Which turned out to be wrong.

“This was irresponsible and reckless,” said Spicer at his appearance. Fair point. Donald Trump, after all, came to power in part by exploiting racial divisions in the United States. He was appropriately denounced as a bigot and a racist. To report that he’d booted a bust of King from the Oval Office would surely help to cement his history.

Yet Spicer wasn’t content to stop there, while he was ahead. Among Trump folks, bashing the media is such a compulsion as to rule out quitting while you’re ahead.

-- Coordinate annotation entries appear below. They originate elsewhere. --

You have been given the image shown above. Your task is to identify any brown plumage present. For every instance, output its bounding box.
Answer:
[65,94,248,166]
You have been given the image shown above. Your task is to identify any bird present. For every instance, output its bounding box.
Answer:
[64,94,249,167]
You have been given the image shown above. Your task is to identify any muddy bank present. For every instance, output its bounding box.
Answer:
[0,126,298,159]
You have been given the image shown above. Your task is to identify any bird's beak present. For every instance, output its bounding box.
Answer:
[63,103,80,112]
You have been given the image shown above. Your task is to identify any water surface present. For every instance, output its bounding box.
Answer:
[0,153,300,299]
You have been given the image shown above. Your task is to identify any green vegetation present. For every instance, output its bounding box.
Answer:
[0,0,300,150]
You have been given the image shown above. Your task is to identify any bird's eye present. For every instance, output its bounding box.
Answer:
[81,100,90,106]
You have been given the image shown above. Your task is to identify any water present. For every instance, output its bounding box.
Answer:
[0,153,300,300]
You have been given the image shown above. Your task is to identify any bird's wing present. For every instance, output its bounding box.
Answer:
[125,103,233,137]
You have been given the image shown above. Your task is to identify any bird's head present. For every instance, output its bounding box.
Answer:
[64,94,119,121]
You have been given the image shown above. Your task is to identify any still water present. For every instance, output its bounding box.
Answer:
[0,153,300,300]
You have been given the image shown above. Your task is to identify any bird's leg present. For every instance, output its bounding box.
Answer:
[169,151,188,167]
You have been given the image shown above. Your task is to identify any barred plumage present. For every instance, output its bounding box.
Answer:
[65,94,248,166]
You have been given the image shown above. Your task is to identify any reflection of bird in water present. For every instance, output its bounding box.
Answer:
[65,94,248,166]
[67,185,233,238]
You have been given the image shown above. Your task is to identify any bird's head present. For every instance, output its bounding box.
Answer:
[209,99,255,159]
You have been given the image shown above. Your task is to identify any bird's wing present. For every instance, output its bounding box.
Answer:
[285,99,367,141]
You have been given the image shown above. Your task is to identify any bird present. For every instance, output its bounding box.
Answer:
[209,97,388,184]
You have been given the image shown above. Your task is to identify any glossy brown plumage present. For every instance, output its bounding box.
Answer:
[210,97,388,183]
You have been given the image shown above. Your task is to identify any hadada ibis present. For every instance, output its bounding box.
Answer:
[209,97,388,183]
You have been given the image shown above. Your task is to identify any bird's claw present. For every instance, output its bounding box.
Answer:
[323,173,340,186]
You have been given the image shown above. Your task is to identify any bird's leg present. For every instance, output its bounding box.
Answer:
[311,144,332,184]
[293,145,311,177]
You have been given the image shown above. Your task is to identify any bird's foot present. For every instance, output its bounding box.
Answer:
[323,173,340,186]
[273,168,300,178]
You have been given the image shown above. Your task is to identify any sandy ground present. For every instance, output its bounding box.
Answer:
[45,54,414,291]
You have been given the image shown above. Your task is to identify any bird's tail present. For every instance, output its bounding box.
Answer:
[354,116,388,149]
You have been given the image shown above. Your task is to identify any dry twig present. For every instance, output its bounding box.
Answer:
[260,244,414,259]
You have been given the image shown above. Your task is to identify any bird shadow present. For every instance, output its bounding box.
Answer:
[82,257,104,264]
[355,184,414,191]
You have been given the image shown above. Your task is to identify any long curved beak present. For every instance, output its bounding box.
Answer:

From firm ground, Spicer fled to brown ground — the wintry fields of the Mall, where, he maintained, a record crowd had amassed on the previous day for the president’s inaugural address. “This was the first time in our nation’s history that floor coverings have been used to protect the grass on the Mall. That had the effect of highlighting any areas where people were not standing, while in years past the grass eliminated this visual,” said Spicer, in accounting for why people had reached the conclusion that previous inaugurals had attracted crowds greater than the one at Trump’s. “This was the largest audience to ever witness an inauguration — period — both in person and around the globe,” said Spicer.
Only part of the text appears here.